Now for the wiring bit... Remember to keep the Positive and Negative sides of the circuit properly denoted by colour, Black for Negative, Red/Brown for Positive.
Step 8:
First we need to attach a female connector to the pump leads, so strip about 3/4 of an inch of wire on the connector and the pump leads, twist the two together and solder them lightly together, once the solder is cool, cover both joins with a thin layer of silicone sealant, let that set, and wrap the whole thing in duct tape.
Step 9:
More drilling now, we need to drill two holes in the lid of the peli case, one for the toggle switch and one for the cable gland. Chose where on the lid you want these, and drill through (do this on an offcut of wood or something & use gentle pressure, if you push too hard and drill through quickly you risk cracking the plastic, my drill bits had small pilot bits ahead of the main bit, if yours don’t, it may well be useful to drill a small pilot hole first with a quite narrow bit [5mm or so]).
Step 10:
Secure the cable gland into its hole, using a thin layer of epoxy resin on both the body and the securing nut to make a tight seal.
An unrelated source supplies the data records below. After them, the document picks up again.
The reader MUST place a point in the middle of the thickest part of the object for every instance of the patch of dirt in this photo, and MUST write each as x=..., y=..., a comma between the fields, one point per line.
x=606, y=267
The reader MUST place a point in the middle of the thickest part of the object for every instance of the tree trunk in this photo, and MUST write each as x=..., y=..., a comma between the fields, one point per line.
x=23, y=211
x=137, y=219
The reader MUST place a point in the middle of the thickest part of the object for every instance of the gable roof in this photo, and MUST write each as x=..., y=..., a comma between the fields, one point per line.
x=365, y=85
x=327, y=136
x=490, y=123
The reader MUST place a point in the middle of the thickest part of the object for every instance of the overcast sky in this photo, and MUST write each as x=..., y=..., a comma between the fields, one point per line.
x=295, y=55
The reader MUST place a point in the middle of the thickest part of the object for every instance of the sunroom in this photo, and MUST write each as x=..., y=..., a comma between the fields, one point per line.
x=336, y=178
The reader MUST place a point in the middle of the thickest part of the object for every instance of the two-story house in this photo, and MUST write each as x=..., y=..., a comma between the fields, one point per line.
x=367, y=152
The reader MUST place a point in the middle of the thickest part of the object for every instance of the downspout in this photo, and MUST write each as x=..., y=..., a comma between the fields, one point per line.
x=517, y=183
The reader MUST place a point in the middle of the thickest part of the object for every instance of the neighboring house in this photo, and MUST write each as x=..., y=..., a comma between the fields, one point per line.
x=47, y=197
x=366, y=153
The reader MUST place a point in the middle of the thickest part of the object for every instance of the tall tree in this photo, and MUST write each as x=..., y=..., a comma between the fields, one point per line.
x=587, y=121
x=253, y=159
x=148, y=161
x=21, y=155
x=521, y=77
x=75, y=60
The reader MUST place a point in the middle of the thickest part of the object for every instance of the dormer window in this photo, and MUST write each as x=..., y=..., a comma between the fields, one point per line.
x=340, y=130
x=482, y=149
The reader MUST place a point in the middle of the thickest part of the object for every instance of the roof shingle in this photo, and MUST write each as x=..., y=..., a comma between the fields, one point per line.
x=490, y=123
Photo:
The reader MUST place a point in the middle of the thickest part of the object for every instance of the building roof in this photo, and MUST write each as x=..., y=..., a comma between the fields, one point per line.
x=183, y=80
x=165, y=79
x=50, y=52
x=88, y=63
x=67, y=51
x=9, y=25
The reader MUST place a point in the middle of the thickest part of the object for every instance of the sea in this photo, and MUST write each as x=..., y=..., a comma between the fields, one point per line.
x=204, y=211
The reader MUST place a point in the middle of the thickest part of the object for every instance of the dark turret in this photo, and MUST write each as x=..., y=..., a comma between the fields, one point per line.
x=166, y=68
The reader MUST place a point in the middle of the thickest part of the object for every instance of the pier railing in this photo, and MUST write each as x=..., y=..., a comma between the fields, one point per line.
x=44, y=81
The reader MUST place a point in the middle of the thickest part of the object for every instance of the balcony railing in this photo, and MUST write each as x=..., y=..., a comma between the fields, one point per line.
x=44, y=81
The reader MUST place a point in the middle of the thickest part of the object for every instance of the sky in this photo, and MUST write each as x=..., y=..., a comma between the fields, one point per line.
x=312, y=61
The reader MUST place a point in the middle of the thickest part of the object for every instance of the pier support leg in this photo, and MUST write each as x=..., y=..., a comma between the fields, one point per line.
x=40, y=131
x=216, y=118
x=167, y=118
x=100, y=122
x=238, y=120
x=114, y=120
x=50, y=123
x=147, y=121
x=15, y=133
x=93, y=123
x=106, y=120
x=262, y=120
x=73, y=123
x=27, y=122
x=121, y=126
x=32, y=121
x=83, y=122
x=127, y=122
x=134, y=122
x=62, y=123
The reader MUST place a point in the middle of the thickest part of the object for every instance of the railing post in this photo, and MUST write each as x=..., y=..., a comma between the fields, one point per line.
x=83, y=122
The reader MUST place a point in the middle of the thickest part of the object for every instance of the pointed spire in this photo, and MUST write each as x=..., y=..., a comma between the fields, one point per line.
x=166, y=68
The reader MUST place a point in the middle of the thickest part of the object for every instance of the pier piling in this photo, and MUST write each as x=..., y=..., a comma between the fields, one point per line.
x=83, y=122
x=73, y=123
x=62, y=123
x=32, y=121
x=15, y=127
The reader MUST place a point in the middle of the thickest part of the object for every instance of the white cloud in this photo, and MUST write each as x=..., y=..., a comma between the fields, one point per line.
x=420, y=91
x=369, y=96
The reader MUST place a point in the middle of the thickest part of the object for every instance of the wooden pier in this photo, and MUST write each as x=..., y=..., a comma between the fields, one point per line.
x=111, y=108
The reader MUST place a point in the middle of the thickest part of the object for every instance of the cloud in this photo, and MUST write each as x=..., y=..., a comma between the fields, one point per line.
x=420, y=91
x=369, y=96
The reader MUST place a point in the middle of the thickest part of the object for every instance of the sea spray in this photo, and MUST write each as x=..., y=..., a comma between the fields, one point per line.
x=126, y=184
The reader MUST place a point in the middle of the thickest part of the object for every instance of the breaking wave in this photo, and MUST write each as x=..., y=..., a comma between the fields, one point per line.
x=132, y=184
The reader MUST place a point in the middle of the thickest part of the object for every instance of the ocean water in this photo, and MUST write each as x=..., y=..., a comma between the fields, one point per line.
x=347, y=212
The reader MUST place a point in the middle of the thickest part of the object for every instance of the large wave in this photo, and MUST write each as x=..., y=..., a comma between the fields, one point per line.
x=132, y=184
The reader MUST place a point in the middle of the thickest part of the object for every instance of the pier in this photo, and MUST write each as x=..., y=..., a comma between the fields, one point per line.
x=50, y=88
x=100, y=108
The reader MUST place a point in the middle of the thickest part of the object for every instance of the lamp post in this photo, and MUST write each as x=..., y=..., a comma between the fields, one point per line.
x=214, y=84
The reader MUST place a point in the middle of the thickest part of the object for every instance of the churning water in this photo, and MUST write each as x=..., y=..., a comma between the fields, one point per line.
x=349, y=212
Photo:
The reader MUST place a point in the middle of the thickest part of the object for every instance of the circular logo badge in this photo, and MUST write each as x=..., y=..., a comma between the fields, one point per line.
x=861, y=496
Having done this insert a male connector lead through the gland, and secure it in place with epoxy, once the epoxy sets, seal both inside and out with silicone sealant.
Step 11:
Solder a second male connector to the one inserted though the gland, this time you only need to cover the join with duct tape (or insulating tape if you have it) because it will be inside the case.
Step 12:
Solder the positive end of a female connector to the positive end of a male connector.
Step 13:
Solder the negative end of the female connector to one of the contacts of the fuse holder.
Step 14:
Solder the negative end of the male connector to one of the ON poles of the toggle switch
Step 15:
Solder a short length of wire to the central (neutral) pole of the toggle switch, and the other contact of the fuse holder.
Step 16:
Insert a fuse into the fuse holder and close it.
Step 17:
Remove the retaining nut from the toggle switch, and leaving the washers in place, coat with a fine layer of epoxy (take care not to foul the inside of the mechanism) and insert through its hole; take the waterproof switch cover, bed the O-ring into its groove, and screw it down firmly on the outside of the toggle switch.
Step 18:
Seal the inside of the toggle switch with silicone.
Step 19:
Solder a female connector to the Battery Holder, take care to attach the leads to the correct polarity terminal, and to avoid any short circuits caused by stray strands of wire.
Step 20:
Connect it all together and test. periodically spraying some WD40 or another light, water-dispersing lubricant into the connector which is external to the battery assembly would be a good idea.